C. La portée de la découverte
 
1) Le rôle de la presse
 

En cette période de libération, la presse est naturellement impliquée dans la diffusion des informations. Suite à la fin de l’occupation, les journaux se multiplient et sortent de l’ombre exerçant leurs droits retrouvés.
 


Une de l'Humanité de septembre 1944
 

Paradoxalement, si quelques articles paraissent à propos de la découverte des camps, cet événement ne fait pas les gros titres, « Les esprits sont ailleurs » comme le note Annette Wieviorka.

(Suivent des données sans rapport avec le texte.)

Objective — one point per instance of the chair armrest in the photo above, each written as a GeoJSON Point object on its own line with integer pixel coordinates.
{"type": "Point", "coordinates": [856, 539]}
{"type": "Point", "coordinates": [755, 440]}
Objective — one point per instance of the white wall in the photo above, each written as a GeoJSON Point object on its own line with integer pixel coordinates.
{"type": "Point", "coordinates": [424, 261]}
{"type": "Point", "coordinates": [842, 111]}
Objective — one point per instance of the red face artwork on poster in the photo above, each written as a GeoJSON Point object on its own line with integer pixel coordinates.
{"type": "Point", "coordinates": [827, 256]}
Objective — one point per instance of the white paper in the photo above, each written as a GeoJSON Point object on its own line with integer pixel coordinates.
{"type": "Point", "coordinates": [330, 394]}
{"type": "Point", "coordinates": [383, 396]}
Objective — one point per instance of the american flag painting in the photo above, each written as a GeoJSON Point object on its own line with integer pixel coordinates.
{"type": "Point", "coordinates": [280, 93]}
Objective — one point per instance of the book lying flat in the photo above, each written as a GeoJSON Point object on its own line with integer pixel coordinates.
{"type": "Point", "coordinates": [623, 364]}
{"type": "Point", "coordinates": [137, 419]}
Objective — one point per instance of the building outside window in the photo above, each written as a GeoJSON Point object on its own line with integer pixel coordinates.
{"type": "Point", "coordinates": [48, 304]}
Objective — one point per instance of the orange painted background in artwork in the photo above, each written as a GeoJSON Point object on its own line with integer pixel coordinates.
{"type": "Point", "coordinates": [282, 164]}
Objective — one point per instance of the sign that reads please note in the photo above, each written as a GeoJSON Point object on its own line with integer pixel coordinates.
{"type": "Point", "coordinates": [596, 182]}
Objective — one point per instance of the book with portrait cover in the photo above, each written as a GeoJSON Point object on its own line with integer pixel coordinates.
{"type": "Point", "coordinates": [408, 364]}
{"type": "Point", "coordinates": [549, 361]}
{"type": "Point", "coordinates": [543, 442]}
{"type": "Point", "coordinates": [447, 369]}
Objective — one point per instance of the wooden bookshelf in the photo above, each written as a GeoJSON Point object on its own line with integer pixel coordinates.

De plus, en France, les autorités n’encouragent pas les révélations des témoins par crainte de mettre en danger les déportés toujours retenus ou d’affoler les familles, développant d’autant plus l’incrédulité de l’opinion publique. A propos de celle-ci, René Payot constate : « Il y a des horreurs auxquelles l’esprit se refuse à croire parce qu’il ne peut point se les représenter ; c’est pourquoi l’on reste souvent sceptiques en lisant des descriptions de choses affreuses… ».
 

Si, dès l’hiver 1944, certains reporters de guerre suivant les troupes peuvent découvrir, comme elles, des camps, ceux-ci sont vides. Les installations d’extermination y ont été démontées et ces journalistes ne peuvent qu’imaginer l’ampleur du génocide. Ils sont toutefois orientés dans cette tâche, comme à Majdanek, par des monceaux de chaussures, de vêtements, de lunettes… que les Allemands n’avaient pas eu le temps de détruire et qui évoquaient à eux seuls l’étendue de la destruction.
 


Amoncellement de chaussures
 


Des milliers de prothèses
 


Le Figaro
dénonce l'enfer de Buchenwald

 

Par la suite, certains camps connurent une médiatisation moins forte que d’autre, ainsi Dora fut libéré dans l’ombre de Buchenwald. Il existait alors une surenchère de l’horreur.
 

« Buchenwald est au-delà de la compréhension. Vous ne pouvez pas comprendre, même si vous avez vu. » témoigne Percy Knauth. Il souligne bien le sentiment partagé par l’ensemble de la presse face aux restes du système concentrationnaire nazi.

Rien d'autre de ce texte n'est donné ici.